Fire Up Your Business

I don’t mean to brag, but my town’s fire department has an exceptional logo: 

Two axes, a ladder, and what appears to be a snake climbing a stripper pole (see photo below).

It’s so wonderful in fact, that I have decided to give all my fire safety-related business to them.

That’s correct. 

In the unfortunate event of a fire in my home – any time of day, any day of the year – I will seek help from the Upton, Massachusetts Fire Department and nobody else.

Now, I can’t see you from way over here, but I’m guessing that at this moment you are scratching your head, wondering what on Earth I am talking about.

After all, wherever you live, the fire department is the one and only fire department. There’s no choice to be made by consumers. It is what it is.

Further, and as if they needed any additional help monopolizing all smoke-related business in town, the fire department is only called upon when there is an immediate, urgent need.

Taken together – no other options, no time to shop around even if there were any – and the fire department has demand sewn up.

The truth is, if they were in business to make money, they would be … if I may … on fire.

Think about it.

Firefighting demand is so high that most of us don’t know or care who works there, how they were trained, how long they’ve been on the job or, frankly, how good they are relative to neighboring towns. They don’t advertise because they don’t have to.

You and I, on the other hand, are not so fortunate.

We lie somewhere on the demand continuum between the fire department at one extreme and “nobody wants what you’re selling at any price” at the other.

Where you happen to be along that continuum matters. A lot.

Look for Demand First

I’ve been offering email newsletters as part of what I do for twenty years.

In 2001, demand was low: “Not enough of our clients have email addresses to make it worthwhile.”

In 2006, I couldn’t pick up the phone fast enough.

In 2012, “email was dead.”

In 2020, with privacy concerns high and the ROI of social media suspect, guess what’s back in town.

Throughout it all, the variation in my email newsletter workload has not been a function of anything I’ve done. It’s all been about demand for the thing itself.

When it’s high I sell a lot. When it’s low I don’t.

Here’s the bottom line.

The most important factor, bar none, in determining your success as a small professional service provider, is demand.

It’s not your credentials, or your experience, or your relationships, or even your capability. Those things matter, of course. But demand matters way more.

So before you bother improving your marketing or selling, make sure you are offering something that people already want.

Absent that, you better have one hell of a nice logo.


Discussion Questions:

  1. Do you find it odd that they show up to fight fires in a red truck? From a distance, how are spectators supposed to know who’s on which side?
  2. In what year did you first get an email account?
  3. How has demand for what you sell changed over time?

If you liked this article you’ll love the next one (I’ve been holding back on the good ones until you subscribe). Click here to sign up for future posts.

9 thoughts on “Fire Up Your Business

  1. Bill Sell

    Snake on a stripper pole…great one, Michael! And one I will certainly remember.

    First email account was in the Olden Days. Very early on AOL where I got a five-letter email address.
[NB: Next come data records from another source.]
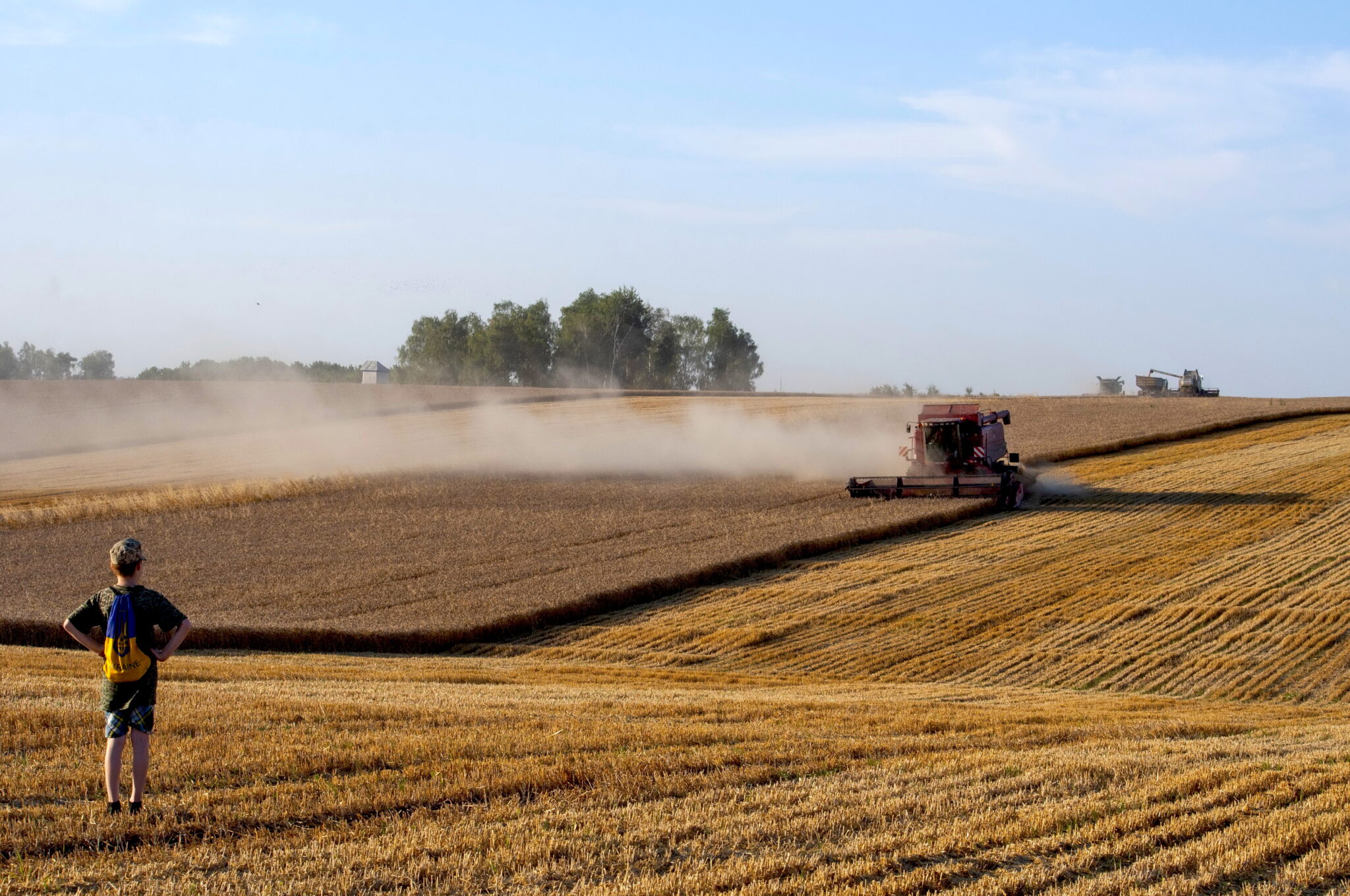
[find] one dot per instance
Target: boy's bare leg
(139, 764)
(113, 767)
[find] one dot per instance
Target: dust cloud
(136, 435)
(704, 439)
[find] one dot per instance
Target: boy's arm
(179, 634)
(81, 637)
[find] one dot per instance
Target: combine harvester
(958, 453)
(1189, 383)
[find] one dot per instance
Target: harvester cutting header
(956, 453)
(1190, 383)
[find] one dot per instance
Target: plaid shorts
(138, 717)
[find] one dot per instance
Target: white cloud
(1136, 131)
(691, 212)
(883, 239)
(102, 6)
(215, 30)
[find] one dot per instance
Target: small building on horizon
(374, 374)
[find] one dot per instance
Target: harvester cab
(956, 451)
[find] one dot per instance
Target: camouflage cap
(126, 552)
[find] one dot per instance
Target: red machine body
(958, 451)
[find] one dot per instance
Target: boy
(130, 706)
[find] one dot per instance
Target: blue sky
(979, 194)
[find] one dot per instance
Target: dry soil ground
(423, 561)
(967, 709)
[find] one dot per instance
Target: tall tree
(9, 362)
(444, 350)
(98, 365)
(693, 351)
(602, 339)
(734, 362)
(519, 343)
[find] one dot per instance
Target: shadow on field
(1110, 499)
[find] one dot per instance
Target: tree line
(608, 339)
(257, 369)
(30, 362)
(612, 341)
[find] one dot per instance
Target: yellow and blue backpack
(122, 656)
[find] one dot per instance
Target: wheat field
(1133, 688)
(1213, 567)
(351, 775)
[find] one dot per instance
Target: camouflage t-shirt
(152, 610)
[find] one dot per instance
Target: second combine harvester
(958, 453)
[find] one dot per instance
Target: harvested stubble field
(859, 723)
(1202, 569)
(326, 775)
(423, 561)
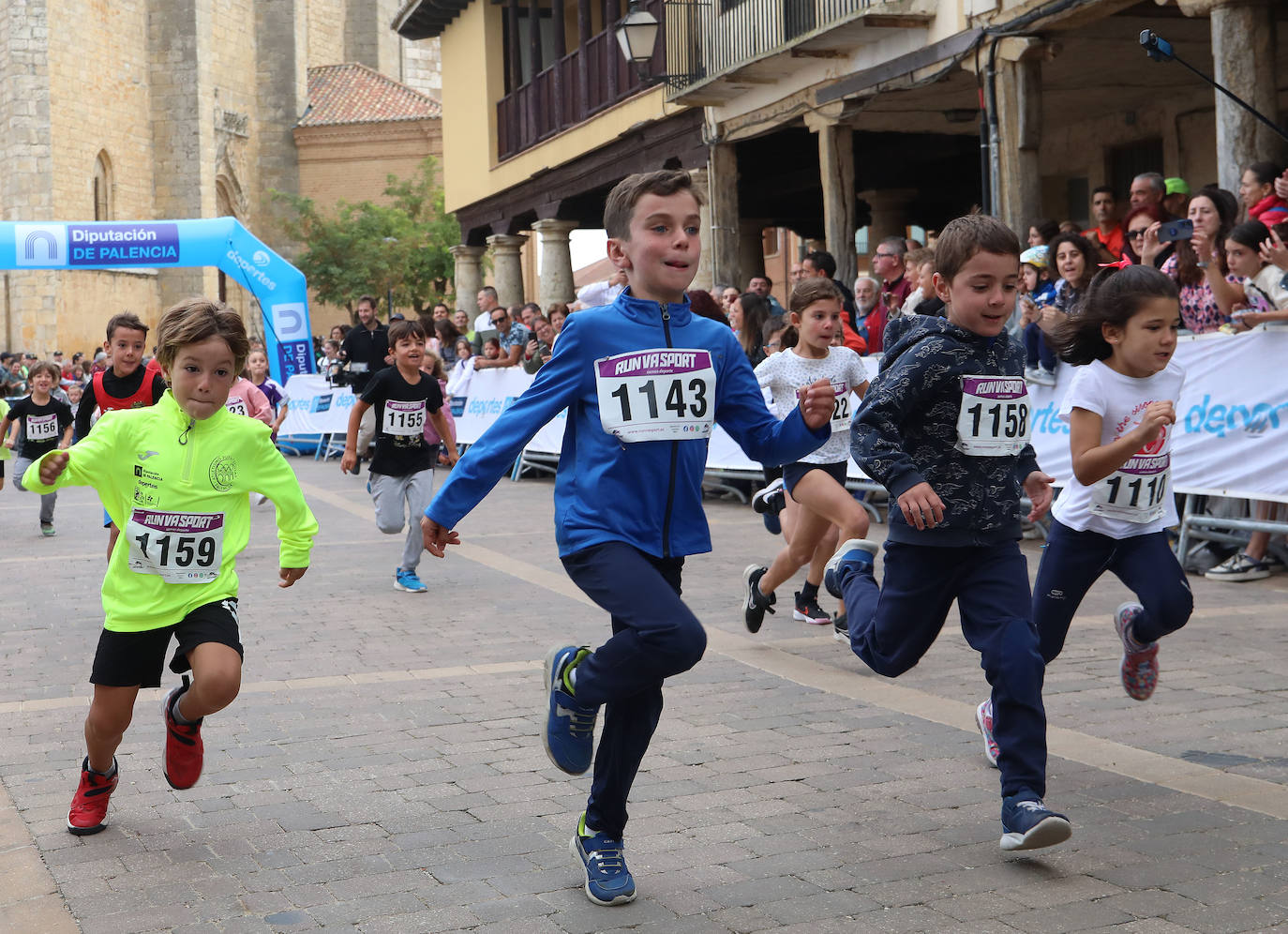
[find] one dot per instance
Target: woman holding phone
(1208, 292)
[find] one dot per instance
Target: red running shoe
(181, 762)
(88, 813)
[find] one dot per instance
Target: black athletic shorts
(792, 473)
(127, 660)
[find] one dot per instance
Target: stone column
(836, 169)
(555, 283)
(702, 279)
(508, 267)
(723, 189)
(889, 216)
(467, 276)
(1019, 110)
(1243, 54)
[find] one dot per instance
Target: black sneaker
(809, 610)
(769, 499)
(1029, 824)
(755, 604)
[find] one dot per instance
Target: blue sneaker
(608, 881)
(569, 733)
(409, 581)
(1029, 824)
(857, 550)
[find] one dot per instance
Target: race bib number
(658, 395)
(1133, 492)
(181, 548)
(841, 406)
(405, 417)
(41, 427)
(994, 419)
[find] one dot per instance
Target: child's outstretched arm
(1092, 461)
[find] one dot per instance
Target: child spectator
(629, 492)
(1036, 293)
(434, 369)
(257, 369)
(944, 427)
(45, 426)
(1116, 510)
(458, 380)
(176, 576)
(402, 471)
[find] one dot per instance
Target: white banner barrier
(1232, 431)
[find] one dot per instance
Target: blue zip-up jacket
(646, 493)
(906, 431)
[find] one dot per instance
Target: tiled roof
(357, 94)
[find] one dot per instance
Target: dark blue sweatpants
(1073, 561)
(894, 625)
(1037, 348)
(654, 637)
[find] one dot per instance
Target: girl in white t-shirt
(1116, 507)
(816, 482)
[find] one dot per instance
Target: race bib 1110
(1133, 492)
(994, 419)
(657, 395)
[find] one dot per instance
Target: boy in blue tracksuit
(643, 379)
(946, 427)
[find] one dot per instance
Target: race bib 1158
(657, 395)
(994, 419)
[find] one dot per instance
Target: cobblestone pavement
(382, 769)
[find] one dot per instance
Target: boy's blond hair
(193, 321)
(626, 193)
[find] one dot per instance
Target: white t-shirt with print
(1137, 497)
(786, 372)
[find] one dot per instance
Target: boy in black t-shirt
(47, 424)
(402, 471)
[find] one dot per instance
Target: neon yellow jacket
(178, 490)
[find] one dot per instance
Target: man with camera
(365, 352)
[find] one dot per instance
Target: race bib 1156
(657, 395)
(994, 419)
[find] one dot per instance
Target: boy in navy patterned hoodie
(946, 427)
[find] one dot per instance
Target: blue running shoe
(608, 881)
(858, 550)
(569, 733)
(1029, 824)
(409, 581)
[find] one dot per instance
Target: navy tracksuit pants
(894, 625)
(1073, 561)
(654, 637)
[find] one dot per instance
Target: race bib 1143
(994, 419)
(657, 395)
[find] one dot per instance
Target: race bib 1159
(657, 395)
(181, 548)
(994, 419)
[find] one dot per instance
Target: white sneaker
(1239, 567)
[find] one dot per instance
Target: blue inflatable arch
(222, 242)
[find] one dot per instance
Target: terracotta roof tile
(357, 94)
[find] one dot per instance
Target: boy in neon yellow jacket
(175, 479)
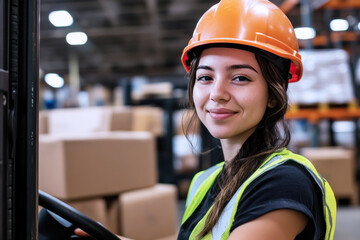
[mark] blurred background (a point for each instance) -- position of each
(113, 96)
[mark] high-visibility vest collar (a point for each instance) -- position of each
(202, 182)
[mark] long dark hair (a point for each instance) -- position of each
(267, 138)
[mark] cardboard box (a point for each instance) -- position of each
(43, 122)
(337, 166)
(147, 118)
(79, 120)
(96, 164)
(150, 213)
(121, 119)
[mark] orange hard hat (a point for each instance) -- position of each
(253, 23)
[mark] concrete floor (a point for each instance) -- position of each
(347, 222)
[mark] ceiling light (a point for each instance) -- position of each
(339, 25)
(76, 38)
(305, 33)
(60, 18)
(54, 80)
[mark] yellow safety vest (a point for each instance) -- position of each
(202, 182)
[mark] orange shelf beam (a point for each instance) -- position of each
(314, 115)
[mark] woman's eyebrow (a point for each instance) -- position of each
(205, 67)
(238, 66)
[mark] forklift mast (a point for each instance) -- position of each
(19, 80)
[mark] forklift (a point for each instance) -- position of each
(19, 109)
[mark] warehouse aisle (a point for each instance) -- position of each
(347, 224)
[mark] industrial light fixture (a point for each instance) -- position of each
(61, 18)
(54, 80)
(305, 33)
(76, 38)
(339, 25)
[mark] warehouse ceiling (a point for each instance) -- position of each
(125, 37)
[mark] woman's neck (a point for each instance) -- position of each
(232, 146)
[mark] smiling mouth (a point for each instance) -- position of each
(220, 114)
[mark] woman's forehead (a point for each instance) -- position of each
(222, 55)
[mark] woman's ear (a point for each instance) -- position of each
(271, 103)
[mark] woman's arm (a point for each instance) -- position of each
(283, 224)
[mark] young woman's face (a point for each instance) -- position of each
(230, 94)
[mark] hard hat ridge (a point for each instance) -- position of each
(256, 23)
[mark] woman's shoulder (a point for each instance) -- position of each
(290, 179)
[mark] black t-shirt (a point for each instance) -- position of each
(288, 186)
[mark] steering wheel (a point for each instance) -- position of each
(67, 215)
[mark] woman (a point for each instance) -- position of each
(240, 59)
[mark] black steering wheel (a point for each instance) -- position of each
(69, 217)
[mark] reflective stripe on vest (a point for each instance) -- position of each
(204, 180)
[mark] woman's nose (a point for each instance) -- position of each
(219, 91)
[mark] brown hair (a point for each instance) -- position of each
(266, 139)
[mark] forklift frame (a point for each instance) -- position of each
(19, 81)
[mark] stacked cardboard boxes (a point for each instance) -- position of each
(99, 119)
(111, 176)
(337, 166)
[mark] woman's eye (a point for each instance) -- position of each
(204, 78)
(241, 79)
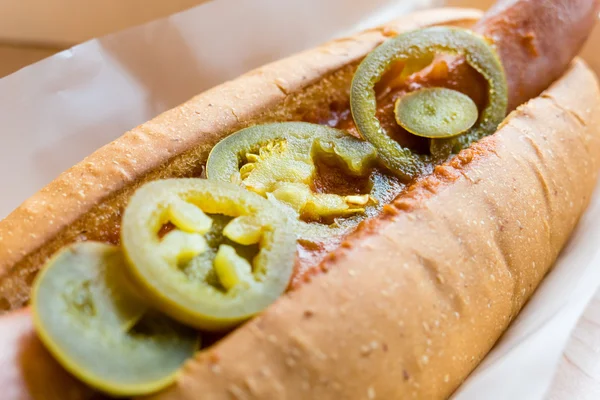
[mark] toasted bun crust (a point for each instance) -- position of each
(411, 302)
(86, 201)
(415, 299)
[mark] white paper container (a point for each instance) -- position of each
(59, 110)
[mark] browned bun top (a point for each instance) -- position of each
(415, 299)
(85, 202)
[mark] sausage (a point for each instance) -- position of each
(294, 344)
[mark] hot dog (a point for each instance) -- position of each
(408, 303)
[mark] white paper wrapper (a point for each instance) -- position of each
(59, 110)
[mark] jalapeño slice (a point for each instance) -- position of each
(279, 162)
(86, 314)
(410, 47)
(208, 272)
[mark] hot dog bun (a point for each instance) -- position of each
(412, 301)
(85, 202)
(423, 293)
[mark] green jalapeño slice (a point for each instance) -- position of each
(409, 48)
(279, 162)
(87, 315)
(207, 253)
(436, 113)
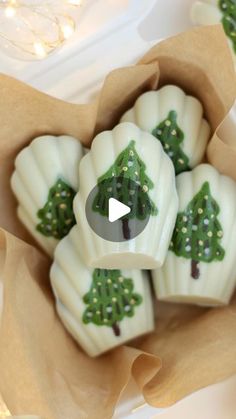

Not sure which year, I mean decade.

    Demand for my business – creating events for clients – has grown significantly. First it was economic downturns where people call looking for help and now with a pandemic they call looking to retool their live events into virtual or online events. Not quite a fire truck arriving but for those whose events have been saved by the retool, maybe it was a fire truck arriving…

    Reply
  2. Steve Coombes

    1) I believe it’s a form of delivery camouflage into the heat of battle. That way the fire thinks they’re friendlies until… whammo!

    2) 1985? Of course, that was back in the days when you jammed the handset of your telephone (that incidentally was tethered to a wall to actually USE it rather than simply charge it) into this weird contraption called an acoustic coupler that translated your typed words into music along the telephone wire that turned into words on the other end. It was a bit more reliable than today’s autocorrect.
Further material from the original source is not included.